Jack took a step towards her. “So you killed him first?”
Tally raised her gun. “And you’ll be next if you don’t step back. I thought about killing you before now, but I guess I took pity on you and decided to stick security on you instead. I couldn’t risk you finding the pathwalker and making rash decisions. I knew if I could just hold you off long enough the candle would eventually melt and the spell would end. Then I could go home to my daughter, along with as much
of the cash in these crates as I can carry.”
“Is this what this is all about? Greed?”
“No, not at all. That’s just a bonus. This is about me being with my daughter again, plain and simple.”
“You don’t know what you’re doing. Joma told me what is at stake.”
“I know. I was watching you on the security cameras in the room the captain put me in. Once I knew Joma was the pathwalker, thanks to you, it made things much easier to expedite. Now, the spell is broken and you and I are going to sit tight until we reach the shore. I am going to see my daughter again, Jack. Now back away, before I change my mind and just shoot you.”
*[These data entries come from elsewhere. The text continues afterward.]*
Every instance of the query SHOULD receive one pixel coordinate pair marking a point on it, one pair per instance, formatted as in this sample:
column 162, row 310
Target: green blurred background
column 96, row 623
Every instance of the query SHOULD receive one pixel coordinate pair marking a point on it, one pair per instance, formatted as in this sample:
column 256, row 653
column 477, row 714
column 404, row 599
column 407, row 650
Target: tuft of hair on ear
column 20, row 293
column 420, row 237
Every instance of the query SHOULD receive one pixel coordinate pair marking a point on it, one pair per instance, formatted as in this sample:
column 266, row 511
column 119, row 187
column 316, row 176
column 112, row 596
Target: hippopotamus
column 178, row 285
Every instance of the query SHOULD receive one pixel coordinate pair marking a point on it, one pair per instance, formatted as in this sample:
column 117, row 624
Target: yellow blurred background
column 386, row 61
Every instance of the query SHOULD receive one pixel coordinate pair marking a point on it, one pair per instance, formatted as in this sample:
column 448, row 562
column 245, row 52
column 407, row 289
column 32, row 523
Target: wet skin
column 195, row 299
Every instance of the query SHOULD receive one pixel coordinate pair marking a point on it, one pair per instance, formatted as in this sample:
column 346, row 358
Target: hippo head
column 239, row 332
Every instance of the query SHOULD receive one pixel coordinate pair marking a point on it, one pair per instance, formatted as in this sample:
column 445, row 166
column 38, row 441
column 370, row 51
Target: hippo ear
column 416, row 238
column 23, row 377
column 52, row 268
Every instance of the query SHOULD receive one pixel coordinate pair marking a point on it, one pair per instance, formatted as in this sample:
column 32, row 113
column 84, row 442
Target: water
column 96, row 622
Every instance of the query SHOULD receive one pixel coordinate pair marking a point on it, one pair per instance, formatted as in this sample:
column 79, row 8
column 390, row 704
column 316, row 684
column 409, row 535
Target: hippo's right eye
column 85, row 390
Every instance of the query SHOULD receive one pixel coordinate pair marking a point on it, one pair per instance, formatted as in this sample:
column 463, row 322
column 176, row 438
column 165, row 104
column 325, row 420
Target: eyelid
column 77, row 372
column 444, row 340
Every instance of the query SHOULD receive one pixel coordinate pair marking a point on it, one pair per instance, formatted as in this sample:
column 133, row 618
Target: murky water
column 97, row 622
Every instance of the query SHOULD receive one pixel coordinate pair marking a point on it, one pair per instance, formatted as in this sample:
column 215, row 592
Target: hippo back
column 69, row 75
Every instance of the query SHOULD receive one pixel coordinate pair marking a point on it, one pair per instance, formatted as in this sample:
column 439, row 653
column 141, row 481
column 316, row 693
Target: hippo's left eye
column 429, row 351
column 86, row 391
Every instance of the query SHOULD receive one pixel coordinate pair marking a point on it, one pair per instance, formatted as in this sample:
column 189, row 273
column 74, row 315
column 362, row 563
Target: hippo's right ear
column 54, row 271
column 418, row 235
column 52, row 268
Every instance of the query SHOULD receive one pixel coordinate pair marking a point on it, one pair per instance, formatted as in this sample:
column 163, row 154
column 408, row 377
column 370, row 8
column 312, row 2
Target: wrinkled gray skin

Jack did as he was told and stepped back. There was no chance of grabbing her before she could get a shot off. She was in control and he was beginning to feel sluggish from the booze in his system.
“If this ship makes it to land,” he said, “the whole world is going to be wiped out.”
“I’m not about to throw my life away and never see my daughter because of the nightmares of an old shaman. Joma could have been wrong.”
Jack shook his head. “You know that’s not true. You were the one who told me about pathwalkers and their abilities in the first place. You told me they were protectors. Joma gave his life so that billions of others wouldn’t have to. Your daughter included.”
Tally seemed to hiss as she spoke. “I can keep my daughter safe, don’t you worry, but I can’t do it stuck on this godforsaken boat.”
“You don’t get it, do you? The virus on this ship is unstoppable. If it reaches the mainland they’ll be no hope for anyone. It’s up to us to make sure that doesn’t happen.”
“I’m going to see my daughter and you’re not going to stand in my way.”